Мы подошли к двери церкви, и Рашель подтолкнула меня вперед; на лице ее играла взволнованная улыбка.
— Я подожду здесь, — сказала девушка.
Мы с Нострадамусом вошли в храм.
Священник внял нашей просьбе, и по крутым ступеням мы медленно поднялись на самый верх колокольни.
— Вот отсюда все прекрасно просматривается. Идите сюда!
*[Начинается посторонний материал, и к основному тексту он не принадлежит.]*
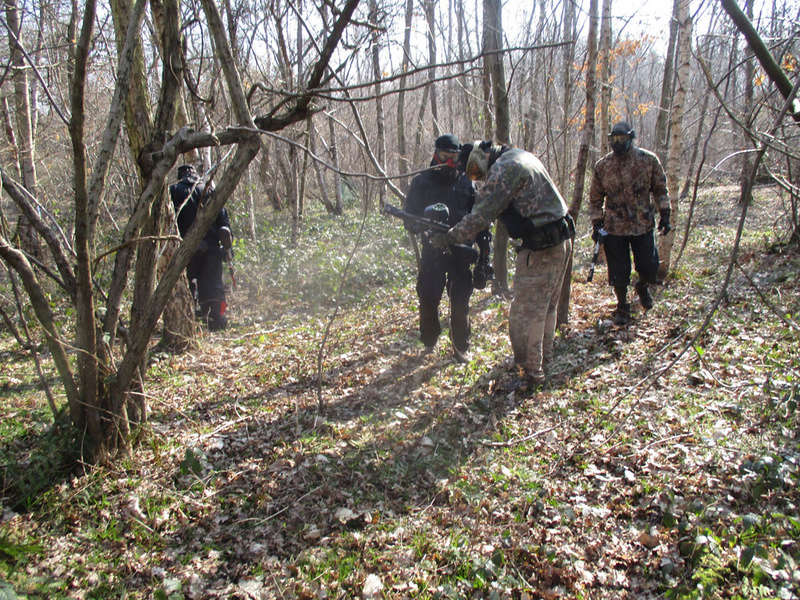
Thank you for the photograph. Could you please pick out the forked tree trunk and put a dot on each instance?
(682, 83)
(430, 16)
(379, 119)
(402, 149)
(29, 240)
(583, 152)
(605, 74)
(495, 73)
(662, 119)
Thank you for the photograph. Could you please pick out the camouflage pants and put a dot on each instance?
(532, 318)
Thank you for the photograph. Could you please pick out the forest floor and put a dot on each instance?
(651, 465)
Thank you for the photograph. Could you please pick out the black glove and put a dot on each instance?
(663, 222)
(481, 274)
(597, 225)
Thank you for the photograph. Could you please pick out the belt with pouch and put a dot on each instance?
(549, 234)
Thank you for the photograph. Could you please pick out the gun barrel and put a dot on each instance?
(407, 216)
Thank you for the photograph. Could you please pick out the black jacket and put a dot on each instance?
(185, 193)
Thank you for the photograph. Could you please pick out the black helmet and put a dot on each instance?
(621, 137)
(624, 128)
(448, 142)
(186, 171)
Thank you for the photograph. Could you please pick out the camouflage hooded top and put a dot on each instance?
(516, 177)
(621, 192)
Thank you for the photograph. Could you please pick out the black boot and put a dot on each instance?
(622, 314)
(644, 295)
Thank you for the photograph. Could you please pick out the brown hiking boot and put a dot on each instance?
(622, 314)
(644, 295)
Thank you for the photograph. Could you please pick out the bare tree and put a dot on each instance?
(605, 72)
(104, 391)
(590, 68)
(662, 119)
(684, 21)
(495, 73)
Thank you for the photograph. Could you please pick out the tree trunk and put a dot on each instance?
(402, 149)
(583, 153)
(379, 120)
(605, 74)
(747, 106)
(495, 74)
(662, 120)
(430, 16)
(337, 178)
(25, 149)
(682, 83)
(568, 59)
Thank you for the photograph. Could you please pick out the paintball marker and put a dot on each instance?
(483, 271)
(436, 220)
(424, 223)
(601, 236)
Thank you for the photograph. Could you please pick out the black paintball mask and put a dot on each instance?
(187, 172)
(621, 138)
(445, 156)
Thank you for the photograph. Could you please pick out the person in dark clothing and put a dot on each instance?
(447, 268)
(205, 267)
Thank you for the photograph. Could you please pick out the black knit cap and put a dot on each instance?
(448, 142)
(186, 171)
(624, 128)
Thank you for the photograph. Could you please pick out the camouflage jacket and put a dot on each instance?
(621, 192)
(516, 177)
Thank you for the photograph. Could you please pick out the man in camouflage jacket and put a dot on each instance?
(627, 186)
(519, 191)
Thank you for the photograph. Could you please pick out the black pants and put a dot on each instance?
(618, 255)
(206, 268)
(438, 271)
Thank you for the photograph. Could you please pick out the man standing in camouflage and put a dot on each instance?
(620, 204)
(519, 191)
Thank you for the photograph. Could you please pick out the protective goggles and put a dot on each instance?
(446, 157)
(618, 138)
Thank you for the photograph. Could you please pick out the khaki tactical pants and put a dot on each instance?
(532, 319)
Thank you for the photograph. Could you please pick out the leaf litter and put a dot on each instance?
(418, 477)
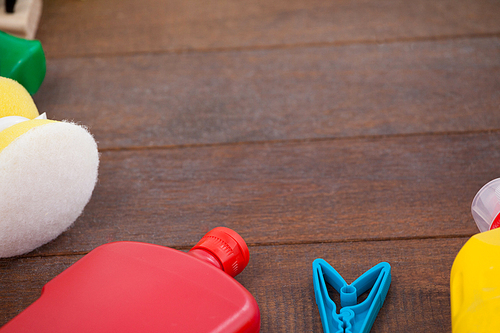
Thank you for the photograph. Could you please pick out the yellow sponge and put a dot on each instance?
(15, 100)
(48, 170)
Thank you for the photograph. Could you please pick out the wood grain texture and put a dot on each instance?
(280, 278)
(326, 191)
(318, 92)
(76, 28)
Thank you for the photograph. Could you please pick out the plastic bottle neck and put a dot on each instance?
(206, 257)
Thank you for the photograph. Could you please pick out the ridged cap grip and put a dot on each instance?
(228, 247)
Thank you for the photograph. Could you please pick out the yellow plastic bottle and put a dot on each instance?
(475, 285)
(475, 275)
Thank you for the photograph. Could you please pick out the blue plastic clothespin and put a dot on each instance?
(352, 317)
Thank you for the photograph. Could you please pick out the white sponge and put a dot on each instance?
(47, 176)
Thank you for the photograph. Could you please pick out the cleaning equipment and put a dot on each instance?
(22, 60)
(486, 206)
(352, 317)
(139, 287)
(48, 170)
(475, 274)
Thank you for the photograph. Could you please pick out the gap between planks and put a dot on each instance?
(301, 140)
(287, 46)
(263, 244)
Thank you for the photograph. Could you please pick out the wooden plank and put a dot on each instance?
(326, 191)
(75, 28)
(317, 92)
(280, 278)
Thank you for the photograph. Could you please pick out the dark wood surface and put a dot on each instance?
(356, 132)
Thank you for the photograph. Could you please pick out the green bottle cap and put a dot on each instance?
(22, 60)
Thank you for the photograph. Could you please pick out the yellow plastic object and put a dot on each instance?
(15, 100)
(10, 134)
(475, 285)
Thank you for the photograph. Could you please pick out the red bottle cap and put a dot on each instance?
(228, 247)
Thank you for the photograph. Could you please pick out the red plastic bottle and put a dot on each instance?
(139, 287)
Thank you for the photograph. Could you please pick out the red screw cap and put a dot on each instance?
(228, 247)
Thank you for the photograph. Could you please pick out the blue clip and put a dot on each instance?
(352, 317)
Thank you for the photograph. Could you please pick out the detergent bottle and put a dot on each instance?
(475, 275)
(140, 287)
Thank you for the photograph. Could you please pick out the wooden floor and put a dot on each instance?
(353, 131)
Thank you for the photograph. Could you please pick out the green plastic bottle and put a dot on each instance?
(22, 60)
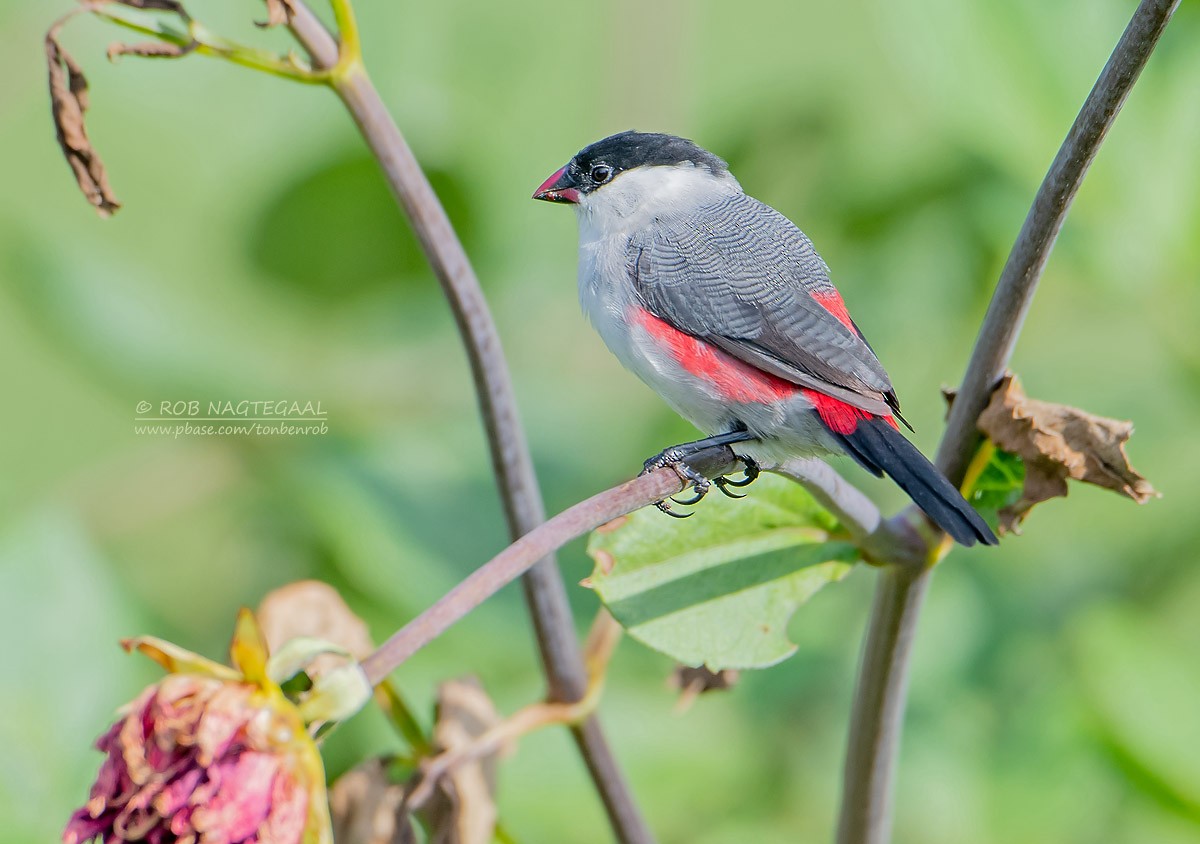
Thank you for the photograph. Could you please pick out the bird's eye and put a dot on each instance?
(601, 173)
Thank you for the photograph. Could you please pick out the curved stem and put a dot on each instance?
(882, 682)
(523, 554)
(511, 462)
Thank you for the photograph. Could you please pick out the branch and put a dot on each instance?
(523, 554)
(882, 681)
(511, 462)
(893, 542)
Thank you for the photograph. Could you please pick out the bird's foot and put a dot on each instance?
(675, 460)
(749, 476)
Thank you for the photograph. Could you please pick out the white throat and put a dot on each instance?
(647, 195)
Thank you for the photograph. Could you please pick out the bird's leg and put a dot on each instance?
(676, 459)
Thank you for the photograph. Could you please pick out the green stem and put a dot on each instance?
(193, 36)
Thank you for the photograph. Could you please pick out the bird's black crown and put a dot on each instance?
(598, 163)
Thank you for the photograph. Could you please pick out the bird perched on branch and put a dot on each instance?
(724, 307)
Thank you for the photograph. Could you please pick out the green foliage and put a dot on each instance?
(906, 138)
(718, 590)
(999, 485)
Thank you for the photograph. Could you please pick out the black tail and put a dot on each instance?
(882, 449)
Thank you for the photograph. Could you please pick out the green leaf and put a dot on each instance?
(999, 486)
(719, 588)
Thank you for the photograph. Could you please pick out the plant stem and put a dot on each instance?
(520, 556)
(511, 462)
(882, 681)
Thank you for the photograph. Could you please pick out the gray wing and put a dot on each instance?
(738, 274)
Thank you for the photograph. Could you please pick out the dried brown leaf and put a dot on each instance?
(310, 608)
(69, 102)
(1057, 443)
(694, 682)
(462, 810)
(149, 49)
(277, 12)
(367, 808)
(161, 5)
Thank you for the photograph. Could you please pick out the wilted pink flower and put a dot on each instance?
(209, 755)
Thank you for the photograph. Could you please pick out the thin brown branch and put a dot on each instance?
(882, 542)
(513, 465)
(520, 556)
(882, 682)
(600, 645)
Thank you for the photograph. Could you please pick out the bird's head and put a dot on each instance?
(634, 169)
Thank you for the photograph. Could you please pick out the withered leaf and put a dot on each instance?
(1057, 443)
(462, 809)
(310, 608)
(694, 682)
(149, 49)
(367, 808)
(161, 5)
(69, 101)
(277, 12)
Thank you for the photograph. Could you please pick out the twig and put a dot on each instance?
(882, 542)
(598, 651)
(513, 465)
(520, 556)
(882, 681)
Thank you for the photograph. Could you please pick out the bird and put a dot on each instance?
(725, 309)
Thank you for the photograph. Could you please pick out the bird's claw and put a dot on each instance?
(673, 459)
(749, 476)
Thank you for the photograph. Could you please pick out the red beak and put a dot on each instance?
(558, 187)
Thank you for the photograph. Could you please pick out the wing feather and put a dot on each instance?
(741, 275)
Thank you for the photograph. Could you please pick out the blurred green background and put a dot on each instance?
(258, 255)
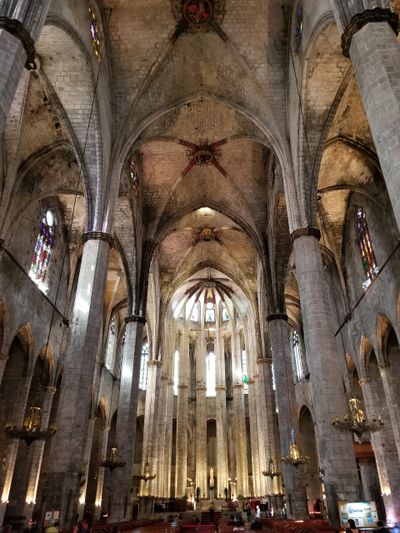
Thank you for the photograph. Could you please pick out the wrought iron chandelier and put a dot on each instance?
(146, 476)
(113, 461)
(356, 421)
(272, 471)
(30, 429)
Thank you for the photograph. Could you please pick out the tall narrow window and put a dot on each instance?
(111, 345)
(368, 258)
(245, 371)
(297, 355)
(43, 249)
(210, 374)
(176, 372)
(95, 32)
(143, 366)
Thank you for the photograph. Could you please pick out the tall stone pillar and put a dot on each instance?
(67, 453)
(101, 472)
(383, 444)
(269, 447)
(182, 419)
(36, 454)
(254, 429)
(121, 480)
(20, 25)
(293, 476)
(220, 407)
(239, 429)
(150, 433)
(201, 416)
(369, 39)
(335, 449)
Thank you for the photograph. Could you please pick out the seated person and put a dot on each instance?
(256, 525)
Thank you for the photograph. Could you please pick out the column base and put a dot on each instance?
(61, 493)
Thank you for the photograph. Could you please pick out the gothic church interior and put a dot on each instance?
(199, 255)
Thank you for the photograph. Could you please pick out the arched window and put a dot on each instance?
(210, 312)
(210, 374)
(43, 249)
(143, 366)
(297, 353)
(368, 258)
(245, 372)
(95, 32)
(194, 317)
(176, 372)
(111, 345)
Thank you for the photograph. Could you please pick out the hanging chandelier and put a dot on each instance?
(30, 429)
(295, 458)
(355, 421)
(272, 471)
(146, 476)
(113, 461)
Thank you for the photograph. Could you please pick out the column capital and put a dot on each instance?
(378, 14)
(135, 318)
(264, 361)
(153, 362)
(277, 316)
(98, 236)
(16, 28)
(305, 232)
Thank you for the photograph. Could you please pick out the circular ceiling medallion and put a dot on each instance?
(198, 11)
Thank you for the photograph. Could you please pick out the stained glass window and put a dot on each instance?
(297, 355)
(210, 374)
(95, 32)
(368, 258)
(111, 345)
(43, 249)
(298, 31)
(176, 372)
(194, 317)
(143, 366)
(133, 173)
(245, 371)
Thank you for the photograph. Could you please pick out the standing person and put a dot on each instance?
(351, 526)
(84, 525)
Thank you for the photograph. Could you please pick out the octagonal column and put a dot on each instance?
(335, 449)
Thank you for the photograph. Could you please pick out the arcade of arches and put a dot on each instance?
(199, 253)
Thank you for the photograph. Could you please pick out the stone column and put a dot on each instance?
(201, 417)
(293, 477)
(10, 454)
(84, 474)
(67, 453)
(101, 472)
(371, 44)
(3, 363)
(150, 433)
(121, 479)
(220, 408)
(20, 25)
(383, 444)
(335, 449)
(182, 419)
(36, 454)
(255, 455)
(239, 430)
(266, 422)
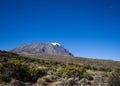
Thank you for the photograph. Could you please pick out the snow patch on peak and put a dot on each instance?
(55, 43)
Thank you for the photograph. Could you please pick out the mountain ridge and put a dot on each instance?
(42, 48)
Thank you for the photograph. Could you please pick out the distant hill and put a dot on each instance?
(43, 48)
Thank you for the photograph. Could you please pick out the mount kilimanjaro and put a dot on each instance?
(43, 48)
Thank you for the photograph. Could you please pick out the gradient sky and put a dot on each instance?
(87, 28)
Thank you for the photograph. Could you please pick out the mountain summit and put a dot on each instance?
(43, 48)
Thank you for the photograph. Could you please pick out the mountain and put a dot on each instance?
(43, 48)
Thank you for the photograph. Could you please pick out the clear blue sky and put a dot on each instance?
(87, 28)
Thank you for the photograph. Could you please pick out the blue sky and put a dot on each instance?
(87, 28)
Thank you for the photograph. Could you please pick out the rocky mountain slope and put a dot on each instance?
(43, 48)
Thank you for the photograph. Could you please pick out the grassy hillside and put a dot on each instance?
(48, 70)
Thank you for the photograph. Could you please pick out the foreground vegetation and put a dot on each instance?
(16, 70)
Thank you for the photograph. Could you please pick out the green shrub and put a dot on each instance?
(5, 78)
(70, 71)
(87, 76)
(36, 72)
(114, 78)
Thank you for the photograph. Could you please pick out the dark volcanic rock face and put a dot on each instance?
(42, 48)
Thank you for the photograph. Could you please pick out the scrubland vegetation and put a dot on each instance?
(17, 70)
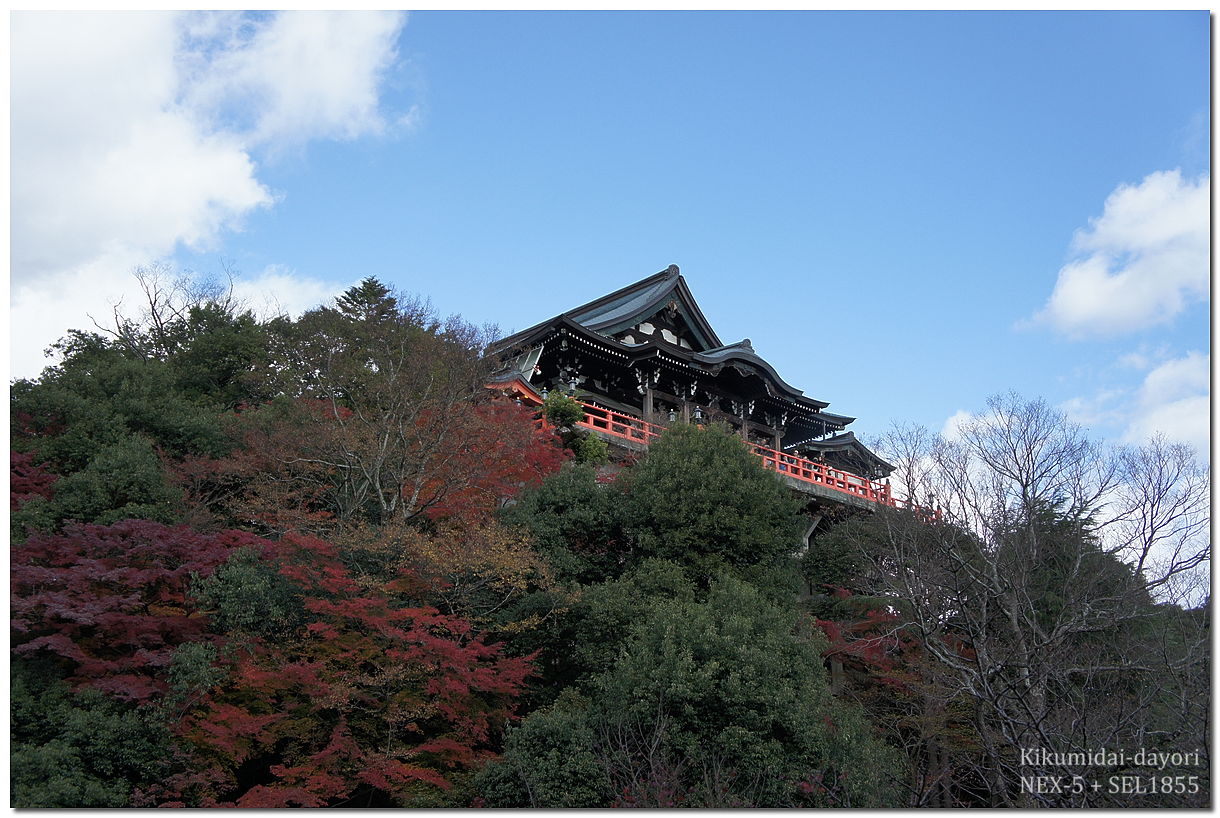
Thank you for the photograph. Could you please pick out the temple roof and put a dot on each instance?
(630, 305)
(848, 446)
(598, 321)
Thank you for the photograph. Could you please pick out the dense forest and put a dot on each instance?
(316, 562)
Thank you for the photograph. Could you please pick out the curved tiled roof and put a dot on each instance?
(630, 305)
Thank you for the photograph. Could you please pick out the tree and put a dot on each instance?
(1040, 591)
(714, 703)
(370, 701)
(699, 497)
(406, 394)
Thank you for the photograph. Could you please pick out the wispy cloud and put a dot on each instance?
(1173, 401)
(1137, 265)
(133, 134)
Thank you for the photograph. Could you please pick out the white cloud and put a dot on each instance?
(952, 427)
(133, 134)
(1140, 264)
(279, 291)
(1174, 401)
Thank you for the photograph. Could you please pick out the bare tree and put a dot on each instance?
(1047, 590)
(166, 300)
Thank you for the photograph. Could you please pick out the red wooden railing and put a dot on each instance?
(633, 429)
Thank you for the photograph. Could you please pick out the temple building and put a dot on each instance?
(644, 357)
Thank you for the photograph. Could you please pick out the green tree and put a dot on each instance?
(699, 497)
(576, 524)
(714, 703)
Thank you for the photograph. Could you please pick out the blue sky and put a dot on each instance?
(905, 213)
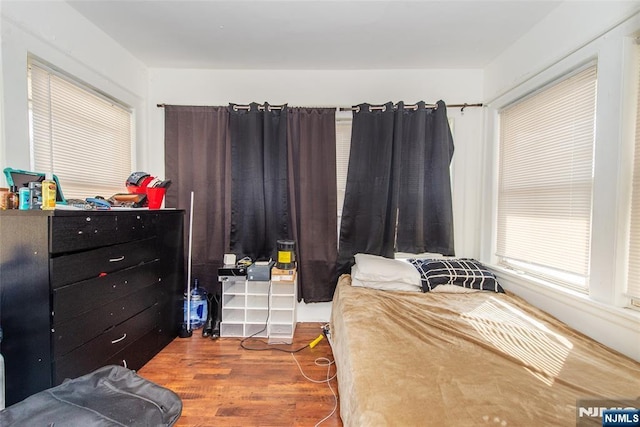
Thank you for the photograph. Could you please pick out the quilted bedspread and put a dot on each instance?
(452, 359)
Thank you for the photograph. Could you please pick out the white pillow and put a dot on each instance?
(374, 268)
(381, 285)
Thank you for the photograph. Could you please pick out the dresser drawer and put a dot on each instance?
(138, 226)
(77, 298)
(74, 233)
(99, 351)
(66, 269)
(73, 333)
(137, 354)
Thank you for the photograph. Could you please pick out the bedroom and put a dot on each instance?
(569, 34)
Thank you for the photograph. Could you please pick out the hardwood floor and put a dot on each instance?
(222, 384)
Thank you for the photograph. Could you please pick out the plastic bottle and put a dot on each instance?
(14, 198)
(198, 313)
(23, 193)
(48, 192)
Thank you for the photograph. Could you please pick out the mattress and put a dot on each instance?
(465, 359)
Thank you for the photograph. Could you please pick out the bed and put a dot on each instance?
(466, 357)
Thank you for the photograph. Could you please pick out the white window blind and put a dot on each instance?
(343, 147)
(633, 272)
(82, 137)
(545, 180)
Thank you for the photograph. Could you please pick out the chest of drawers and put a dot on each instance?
(84, 289)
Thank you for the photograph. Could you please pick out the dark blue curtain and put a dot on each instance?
(398, 192)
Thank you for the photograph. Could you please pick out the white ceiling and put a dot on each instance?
(305, 34)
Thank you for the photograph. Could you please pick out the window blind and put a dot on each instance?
(79, 135)
(545, 180)
(343, 147)
(633, 272)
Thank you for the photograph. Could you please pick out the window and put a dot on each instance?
(633, 271)
(343, 147)
(78, 134)
(546, 179)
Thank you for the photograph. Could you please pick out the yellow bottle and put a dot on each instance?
(48, 192)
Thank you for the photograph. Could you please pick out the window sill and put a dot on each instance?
(514, 281)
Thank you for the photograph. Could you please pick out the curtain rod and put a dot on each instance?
(355, 108)
(413, 107)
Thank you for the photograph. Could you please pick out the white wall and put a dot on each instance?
(340, 88)
(598, 31)
(57, 34)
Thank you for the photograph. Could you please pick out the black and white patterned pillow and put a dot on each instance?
(464, 272)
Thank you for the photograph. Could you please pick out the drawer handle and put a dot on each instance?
(119, 339)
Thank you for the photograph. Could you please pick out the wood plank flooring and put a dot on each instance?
(222, 384)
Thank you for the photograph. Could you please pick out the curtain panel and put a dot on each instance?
(259, 190)
(311, 139)
(398, 192)
(259, 175)
(369, 213)
(198, 159)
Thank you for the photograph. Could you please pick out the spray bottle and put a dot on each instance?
(48, 192)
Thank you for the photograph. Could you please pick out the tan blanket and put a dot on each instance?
(446, 359)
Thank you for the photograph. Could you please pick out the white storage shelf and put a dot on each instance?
(247, 304)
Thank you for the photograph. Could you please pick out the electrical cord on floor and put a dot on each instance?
(322, 361)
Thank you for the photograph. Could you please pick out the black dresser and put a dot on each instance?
(84, 289)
Я подошла к окну. Из него были хорошо видны опоясывающие бухту высокие стены, о которые с яростью бились вспененные волны пролива. В бухте стояло на якоре множество кораблей. Маленькие суденышки плясали на волнах, поднимаемых довольно сильным зимним ветром. Судов было не менее двадцати. На самом большом галеоне развевался флаг, и когда я узнала его, у меня перехватило дыхание. Это был флаг дома Тюдоров.
— Это же английские корабли! — вскричала я.
— Король Англии прислал их сюда, чтобы они сопровождали в порт Дувра его невесту, — пояснил Нострадамус. — Путь Анны Клевской пролегает вовсе не через Антверпен. И очень скоро принцесса будет здесь, в Кале.